Question 8. Address Translation (6 MARKS]
Consider the linear page table configuration below.
Remember: Each hexadecimal digit is 4 bits in binary.
(24 = 16, 26 = 64, 28 = 256, 210 = 1024, 212 = 4096, 214 = 16, 384)
Question 9. Page Replacement [6 MARKS]
In this question, we look at a string of memory references to virtual pages, and we are told what happened on each reference: whether a particular memory reference was a Translation Lookaside Buffer (TLB) hit, TLB miss, or a page fault.

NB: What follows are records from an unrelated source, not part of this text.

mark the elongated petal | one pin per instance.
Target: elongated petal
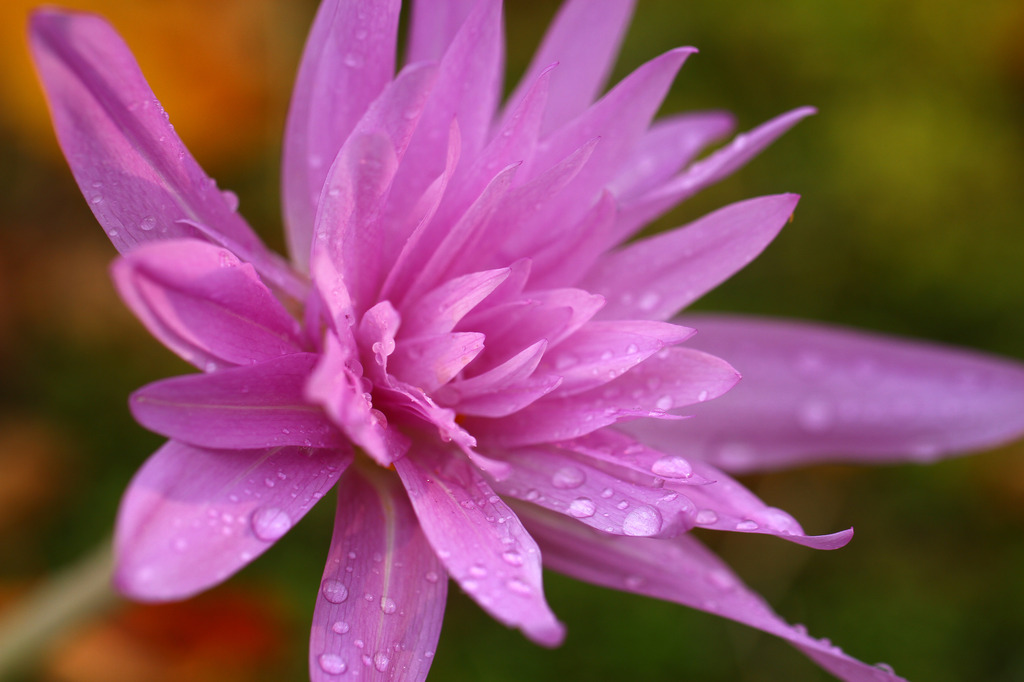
(348, 59)
(706, 172)
(205, 304)
(674, 378)
(584, 40)
(480, 541)
(259, 406)
(381, 601)
(137, 176)
(192, 516)
(816, 393)
(656, 278)
(682, 570)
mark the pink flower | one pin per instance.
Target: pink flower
(465, 343)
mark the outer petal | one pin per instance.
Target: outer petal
(684, 571)
(260, 406)
(706, 172)
(205, 304)
(348, 59)
(584, 40)
(139, 179)
(480, 541)
(813, 393)
(656, 278)
(381, 602)
(192, 516)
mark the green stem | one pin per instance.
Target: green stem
(64, 600)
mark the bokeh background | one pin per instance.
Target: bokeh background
(910, 223)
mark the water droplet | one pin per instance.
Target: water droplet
(518, 586)
(672, 466)
(582, 508)
(815, 416)
(642, 521)
(648, 301)
(512, 558)
(334, 591)
(568, 477)
(332, 664)
(707, 517)
(269, 523)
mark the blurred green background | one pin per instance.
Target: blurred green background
(910, 223)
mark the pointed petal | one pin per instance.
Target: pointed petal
(429, 363)
(348, 59)
(192, 516)
(607, 501)
(706, 172)
(139, 179)
(381, 601)
(673, 378)
(480, 541)
(682, 570)
(813, 393)
(655, 278)
(600, 351)
(205, 304)
(259, 406)
(670, 144)
(584, 40)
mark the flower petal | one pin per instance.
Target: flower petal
(656, 278)
(192, 516)
(815, 393)
(682, 570)
(138, 177)
(673, 378)
(480, 541)
(381, 601)
(706, 172)
(259, 406)
(584, 41)
(205, 304)
(347, 61)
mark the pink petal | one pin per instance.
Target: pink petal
(706, 172)
(584, 40)
(336, 384)
(440, 309)
(673, 378)
(381, 601)
(348, 59)
(607, 501)
(347, 222)
(480, 541)
(657, 276)
(205, 304)
(812, 393)
(259, 406)
(671, 143)
(429, 363)
(192, 516)
(682, 570)
(468, 87)
(139, 179)
(600, 351)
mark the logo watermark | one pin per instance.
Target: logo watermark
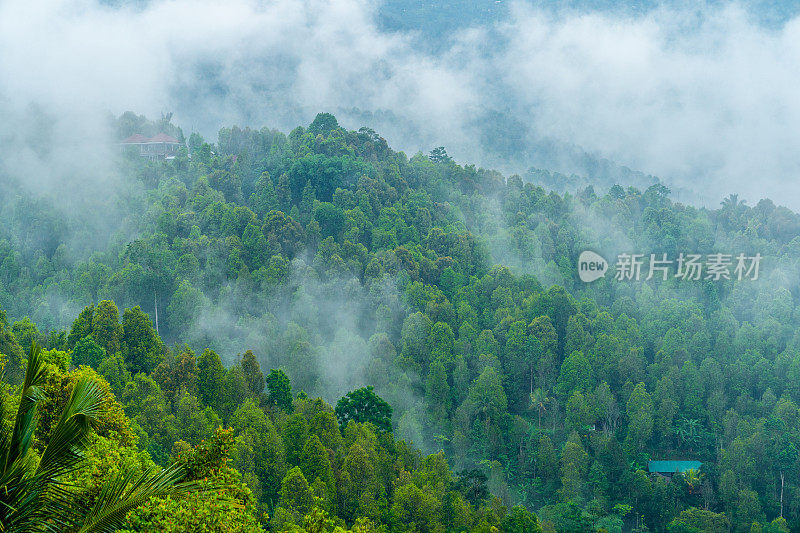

Question 10. File system consistency [7 MARKS] 操作系统考试代写
On an ext2 file system, consider the operation of creating a new empty file in an existing directory. Assume the directory occupies one block and there is enough space to add a new entry. Assume the directory inode and the file inode are in different disk blocks.

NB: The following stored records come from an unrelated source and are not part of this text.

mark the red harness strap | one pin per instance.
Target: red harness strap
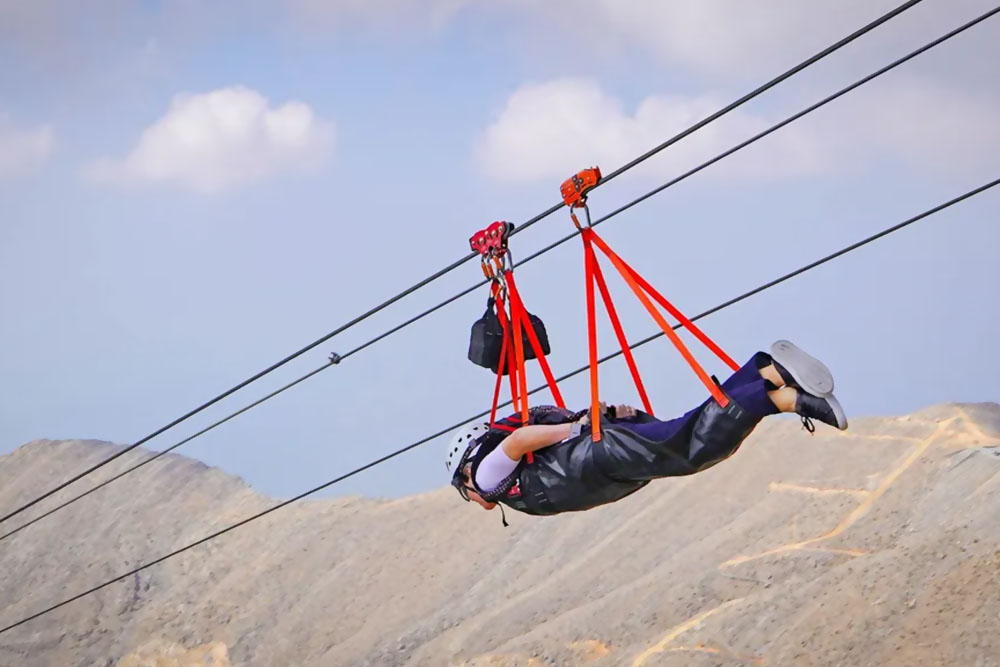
(609, 305)
(518, 311)
(623, 267)
(643, 291)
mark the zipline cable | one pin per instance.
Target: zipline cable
(527, 259)
(398, 452)
(718, 114)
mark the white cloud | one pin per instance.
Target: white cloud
(23, 149)
(219, 140)
(929, 124)
(552, 129)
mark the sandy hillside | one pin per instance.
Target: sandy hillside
(880, 546)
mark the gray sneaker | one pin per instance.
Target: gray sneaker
(801, 370)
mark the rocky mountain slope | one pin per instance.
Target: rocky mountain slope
(879, 546)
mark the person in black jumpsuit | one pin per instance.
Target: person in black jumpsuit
(572, 472)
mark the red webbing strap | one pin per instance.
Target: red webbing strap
(522, 376)
(589, 261)
(511, 363)
(678, 315)
(496, 389)
(616, 323)
(517, 305)
(712, 387)
(518, 375)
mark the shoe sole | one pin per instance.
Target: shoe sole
(809, 373)
(838, 411)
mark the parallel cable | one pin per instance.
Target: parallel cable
(718, 114)
(398, 452)
(527, 259)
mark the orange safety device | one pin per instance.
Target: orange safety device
(574, 190)
(575, 197)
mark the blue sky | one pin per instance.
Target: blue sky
(141, 275)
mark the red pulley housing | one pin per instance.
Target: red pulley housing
(574, 190)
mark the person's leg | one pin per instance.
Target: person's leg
(750, 372)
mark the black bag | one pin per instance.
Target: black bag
(486, 341)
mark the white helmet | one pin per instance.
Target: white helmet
(460, 443)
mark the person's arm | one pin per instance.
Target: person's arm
(534, 437)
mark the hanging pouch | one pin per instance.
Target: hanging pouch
(486, 340)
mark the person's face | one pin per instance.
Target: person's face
(473, 496)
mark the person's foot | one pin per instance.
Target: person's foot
(826, 409)
(801, 370)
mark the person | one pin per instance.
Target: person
(553, 465)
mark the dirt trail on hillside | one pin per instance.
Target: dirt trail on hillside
(879, 546)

Which of the following blocks must be updated? Check all that apply.
□ inode bitmap
□ data bitmap
□ file inode
□ directory inode
□ directory data block
In each of the remaining questions, check the box that most closely explains what happens if a crash occurs after updating only the block(s) specified.
Bitmap
□ No inconsistency (it simply appears that the operation was not performed)
□ Data leak (data block is lost for any future use)
□ In ode leak (In ode is lost for any future use)
□ Multiple file paths may point to same inode
□ Something points to garbage
□ Multiple of the problems listed above
File inode
□ No inconsistency (it simply appears that the operation was not performed)
□ Data leak (data block is lost for any future use)
□ In ode leak (In ode is lost for any future use)
□ Multiple file paths may point to same inode
□ Something points to garbage
□ Multiple of the problems listed above
Directory inode and directory data 操作系统考试代写
□ No inconsistency (it simply appears that the operation was not performed)
□ Data leak (data block is lost for any future use)
□ Inode leak (In ode is lost for any future use)
□ Multiple file paths may point to same inode
□ Something points to garbage
□ Multiple of the problems listed above
Bitmap and file inode
□ No inconsistency (it simply appears that the operation was not performed)
□ Data leak (data block is lost for any future use)
□ Inode leak (!node is lost for any future use)
□ Multiple file paths may point to same inode
□ Something points to garbage
□ Multiple of the problems listed above
Bitmap and directory inode and directory data
□ No inconsistency (it simply appears that the operation was not performed)
□ Data leak (data block is lost for any future use)
□ Inode leak (In ode is lost for any future use)
□ Multiple file paths may point to same inode
□ Something points to garbage
□ Multiple of the problems listed above
File inode and directory inode and directory data
□ No inconsistency (it simply appears that the operation was not performed)
□ Data leak (data block is lost for any future use)
□ Inode leak (In ode is lost for any future use)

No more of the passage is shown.